半兵衛

女の香りの半兵衛のレビュー・感想・評価

女の香り(1968年製作の映画)
3.8
『サンセット大通り』のような内幕ものを目指しているはずが、大映ドラマのような過剰な登場人物、さじ加減を間違えているとしか思えない過剰な演出、驚愕のオチによって違うベクトルの映画に仕上がってしまった。それに味わいは濃厚なんだけれど、まとまりがおかしいので傑作になり損ねた感じ。

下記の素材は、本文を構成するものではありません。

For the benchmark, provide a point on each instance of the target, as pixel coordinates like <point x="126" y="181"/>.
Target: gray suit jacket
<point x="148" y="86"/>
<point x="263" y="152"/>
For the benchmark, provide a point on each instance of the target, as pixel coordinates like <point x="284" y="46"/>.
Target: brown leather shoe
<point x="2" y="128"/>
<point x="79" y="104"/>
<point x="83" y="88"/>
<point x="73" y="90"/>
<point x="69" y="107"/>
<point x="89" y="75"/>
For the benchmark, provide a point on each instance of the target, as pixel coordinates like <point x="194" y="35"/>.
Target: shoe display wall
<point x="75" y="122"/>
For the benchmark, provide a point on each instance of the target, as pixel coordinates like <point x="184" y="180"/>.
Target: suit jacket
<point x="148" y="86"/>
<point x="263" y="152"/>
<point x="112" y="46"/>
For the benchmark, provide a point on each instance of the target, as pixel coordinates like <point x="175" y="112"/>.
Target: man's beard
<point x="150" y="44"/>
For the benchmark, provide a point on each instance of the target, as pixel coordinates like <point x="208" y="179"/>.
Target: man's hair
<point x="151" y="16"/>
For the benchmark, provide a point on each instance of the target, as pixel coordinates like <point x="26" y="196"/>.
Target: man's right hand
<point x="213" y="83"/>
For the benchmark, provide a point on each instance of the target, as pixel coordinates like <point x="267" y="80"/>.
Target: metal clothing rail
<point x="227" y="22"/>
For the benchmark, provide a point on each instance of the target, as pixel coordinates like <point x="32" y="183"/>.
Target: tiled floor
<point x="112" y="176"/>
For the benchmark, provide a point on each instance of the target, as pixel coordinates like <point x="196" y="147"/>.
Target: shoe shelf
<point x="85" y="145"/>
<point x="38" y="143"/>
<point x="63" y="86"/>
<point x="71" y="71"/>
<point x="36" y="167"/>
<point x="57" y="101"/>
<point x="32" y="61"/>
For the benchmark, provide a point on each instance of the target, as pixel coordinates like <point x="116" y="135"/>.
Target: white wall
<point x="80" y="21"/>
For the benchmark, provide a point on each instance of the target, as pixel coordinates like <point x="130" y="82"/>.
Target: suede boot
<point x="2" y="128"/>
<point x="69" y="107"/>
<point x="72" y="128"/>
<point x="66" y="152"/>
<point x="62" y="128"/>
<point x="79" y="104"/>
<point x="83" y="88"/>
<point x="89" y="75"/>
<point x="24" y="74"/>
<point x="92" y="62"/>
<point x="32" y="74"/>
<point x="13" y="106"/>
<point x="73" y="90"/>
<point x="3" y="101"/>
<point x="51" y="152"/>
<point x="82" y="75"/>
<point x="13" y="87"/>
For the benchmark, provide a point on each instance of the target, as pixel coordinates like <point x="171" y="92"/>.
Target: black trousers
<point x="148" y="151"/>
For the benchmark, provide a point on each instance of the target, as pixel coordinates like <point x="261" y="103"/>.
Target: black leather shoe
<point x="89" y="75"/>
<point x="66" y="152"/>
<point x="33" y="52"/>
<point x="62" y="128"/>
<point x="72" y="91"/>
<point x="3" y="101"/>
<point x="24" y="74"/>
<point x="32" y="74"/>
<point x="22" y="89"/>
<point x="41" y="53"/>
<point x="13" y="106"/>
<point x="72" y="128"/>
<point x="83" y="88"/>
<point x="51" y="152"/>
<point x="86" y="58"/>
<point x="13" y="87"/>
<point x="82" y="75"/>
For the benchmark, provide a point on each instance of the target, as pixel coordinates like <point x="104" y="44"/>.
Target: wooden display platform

亡くなった女優のそっくりさんである主人公・エルサ(キム・ノヴァク)を使って女優の自伝映画を作るのはわかるけれど、女優の夫であった監督のいびつな妻への愛(主人公にも妻への愛を一方的に押し付ける)、そして監督の愛人でマネージャー的存在のロッセーラの主人公への歪んだ愛が重すぎて見ているこっちが壊れそう。そして主人公に突如死んだ女優のライラが憑依するかのような展開、どう見ても死んだ女優の魂が憑いているとしか思えないのに映画の登場人物たちは女優の演技力の賜物と言っているのがクレイジー。『悪徳』のロッド・スタイガーといい、『甘い抱擁』といいアルドリッチは業界の人間は狂っていると思っているんだろうな。

暴君プロデューサーとして君臨するアーネスト・ボーグナインの人間性の欠片もない圧倒的過剰さの素晴らしさは、『北国の帝王』のシャッコの片鱗を覗かせる。